The New York governor has criticized lawmakers before for the lack of funding for state governments in recently-passed coronavirus relief legislation. He specifically called out Sen. Mitch McConnell, a Kentucky Republican, who has suggested that states declare bankruptcy.
The coronavirus has wreaked havoc on America’s economy, leaving states with severe budget shortfalls. The Senate majority leader said last week that there is no “desire on the Republican side to bail out state pensions by borrowing money from future generations.”
McConnell’s office then put out a press release titled “Stopping Blue State Bailouts,” which Cuomo suggested was McConnell’s way of singling out some of the hardest-hit states, which include Democratic states like California and New York.
“Mitch McConnell and his partisan brigade are dividing our country,” Cuomo tweeted. “Their not-so-subtle message is: The states with more COVID cases don’t deserve help from the states with fewer cases b/c they are Democrats. This is ugly and reprehensible — it’s also wrong on the facts.”

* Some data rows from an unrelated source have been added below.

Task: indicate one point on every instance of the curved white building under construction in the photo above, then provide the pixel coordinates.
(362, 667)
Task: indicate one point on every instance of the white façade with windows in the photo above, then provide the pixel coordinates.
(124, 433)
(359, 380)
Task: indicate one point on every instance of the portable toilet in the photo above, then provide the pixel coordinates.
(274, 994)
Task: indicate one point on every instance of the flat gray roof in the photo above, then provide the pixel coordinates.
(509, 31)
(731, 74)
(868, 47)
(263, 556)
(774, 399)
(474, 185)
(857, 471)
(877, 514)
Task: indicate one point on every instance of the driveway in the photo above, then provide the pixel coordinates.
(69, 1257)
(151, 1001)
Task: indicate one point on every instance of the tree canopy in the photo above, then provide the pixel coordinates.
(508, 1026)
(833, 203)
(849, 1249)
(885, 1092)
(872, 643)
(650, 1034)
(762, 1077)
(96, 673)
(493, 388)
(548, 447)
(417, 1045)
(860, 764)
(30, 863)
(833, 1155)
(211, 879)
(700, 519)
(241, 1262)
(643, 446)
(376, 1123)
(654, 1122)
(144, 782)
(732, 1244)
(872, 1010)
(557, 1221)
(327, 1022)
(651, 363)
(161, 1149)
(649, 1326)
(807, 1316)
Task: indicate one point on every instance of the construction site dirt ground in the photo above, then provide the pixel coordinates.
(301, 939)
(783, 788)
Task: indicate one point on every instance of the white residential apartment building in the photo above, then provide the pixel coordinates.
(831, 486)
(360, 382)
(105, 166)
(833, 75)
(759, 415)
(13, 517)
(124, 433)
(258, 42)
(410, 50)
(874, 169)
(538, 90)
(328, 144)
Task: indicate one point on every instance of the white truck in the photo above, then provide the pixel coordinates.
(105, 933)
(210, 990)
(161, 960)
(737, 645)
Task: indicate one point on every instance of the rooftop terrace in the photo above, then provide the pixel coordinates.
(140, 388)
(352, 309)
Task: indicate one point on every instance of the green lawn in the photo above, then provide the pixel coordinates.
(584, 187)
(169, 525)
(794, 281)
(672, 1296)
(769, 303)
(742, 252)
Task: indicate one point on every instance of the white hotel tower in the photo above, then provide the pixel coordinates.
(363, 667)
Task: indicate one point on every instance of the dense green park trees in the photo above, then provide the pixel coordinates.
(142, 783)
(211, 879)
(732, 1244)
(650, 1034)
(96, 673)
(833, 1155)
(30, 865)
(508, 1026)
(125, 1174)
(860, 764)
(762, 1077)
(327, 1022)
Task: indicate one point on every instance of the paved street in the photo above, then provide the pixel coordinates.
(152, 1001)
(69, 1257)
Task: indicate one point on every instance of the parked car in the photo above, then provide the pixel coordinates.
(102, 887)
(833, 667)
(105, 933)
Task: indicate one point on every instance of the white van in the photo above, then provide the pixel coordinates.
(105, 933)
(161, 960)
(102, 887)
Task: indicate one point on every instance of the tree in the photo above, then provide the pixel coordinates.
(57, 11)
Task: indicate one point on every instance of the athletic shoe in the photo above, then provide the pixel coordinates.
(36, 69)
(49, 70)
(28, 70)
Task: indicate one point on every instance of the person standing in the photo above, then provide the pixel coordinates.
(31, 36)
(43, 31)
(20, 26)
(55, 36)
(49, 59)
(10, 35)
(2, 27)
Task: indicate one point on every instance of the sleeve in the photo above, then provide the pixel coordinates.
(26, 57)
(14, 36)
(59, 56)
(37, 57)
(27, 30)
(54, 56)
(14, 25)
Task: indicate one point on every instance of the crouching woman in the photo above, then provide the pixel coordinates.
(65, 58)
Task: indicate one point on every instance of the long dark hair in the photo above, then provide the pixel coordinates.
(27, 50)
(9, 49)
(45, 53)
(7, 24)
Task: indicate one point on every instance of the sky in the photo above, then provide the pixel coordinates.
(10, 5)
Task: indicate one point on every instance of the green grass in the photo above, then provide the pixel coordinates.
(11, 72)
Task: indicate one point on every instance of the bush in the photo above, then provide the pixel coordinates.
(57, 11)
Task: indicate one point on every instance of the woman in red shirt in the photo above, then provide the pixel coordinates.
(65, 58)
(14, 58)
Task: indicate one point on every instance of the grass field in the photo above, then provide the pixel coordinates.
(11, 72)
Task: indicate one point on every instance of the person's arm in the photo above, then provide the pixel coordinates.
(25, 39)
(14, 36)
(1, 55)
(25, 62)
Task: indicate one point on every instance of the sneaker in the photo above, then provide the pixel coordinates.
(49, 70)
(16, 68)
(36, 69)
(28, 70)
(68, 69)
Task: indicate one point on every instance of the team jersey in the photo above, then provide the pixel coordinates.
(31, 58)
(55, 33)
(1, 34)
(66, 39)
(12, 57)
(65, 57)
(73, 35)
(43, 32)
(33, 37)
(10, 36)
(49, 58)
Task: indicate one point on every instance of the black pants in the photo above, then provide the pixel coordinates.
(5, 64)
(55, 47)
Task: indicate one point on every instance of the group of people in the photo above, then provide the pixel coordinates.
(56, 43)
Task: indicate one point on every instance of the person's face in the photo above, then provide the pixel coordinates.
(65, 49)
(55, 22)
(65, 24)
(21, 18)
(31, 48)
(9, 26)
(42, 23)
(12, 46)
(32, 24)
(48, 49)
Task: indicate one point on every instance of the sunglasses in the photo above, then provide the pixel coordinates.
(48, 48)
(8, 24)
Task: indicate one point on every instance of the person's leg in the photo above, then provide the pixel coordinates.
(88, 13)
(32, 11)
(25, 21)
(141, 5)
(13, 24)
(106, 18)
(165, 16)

Cuomo said at the briefing that McConnell “is rallying the partisan troops,” referring to Florida Republican Gov. Rick Scott, who said Monday, “We’re supposed to go bail them out? That’s not right.”
“Who is ‘we’ and who is ‘them,'” the governor asked. “Them, the people who had coronavirus … We without the virus are supposed to bail out those people who have the virus? What an ugly sentiment.”
Health officials report more than 299,700 cases of COVID-19 in New York and more than 22,900 deaths. Cuomo reported that 330 people died on Tuesday and about 930 new cases of the virus were confirmed.
The federal government, Cuomo said, wants “to fund corporate America,” like airlines, public companies and hotels, while he wants to “fund working Americans,” such as teachers, police officers and health care workers.
“If human suffering and death doesn’t defeat Washington insider politics, then what will?” the governor asked.
Coronavirus in NYC Causes Uncertainty
Cuomo also announced during his briefing that he will be signing an executive order allowing elective surgeries to resume in counties with a low risk of coronavirus. Nearly three dozen counties, mostly in upstate, central and western New York will be permitted to perform elective procedures.
Additionally, he said he asked the Metropolitan Transportation Authority to come up with a plan to clean and disinfect subway trains every night. The governor also announced the results of antibody tests conducted on 2,000 New York firefighters, emergency medical technicians and police officers.
Results show that 17.1% of the FDNY and EMTs, as well as 10.5% of the NYPD tested positive for COVID-19 antibodies, indicating that they contracted the virus and have since recovered. Additional testing of a sample of 1,000 public transit workers will begin next month.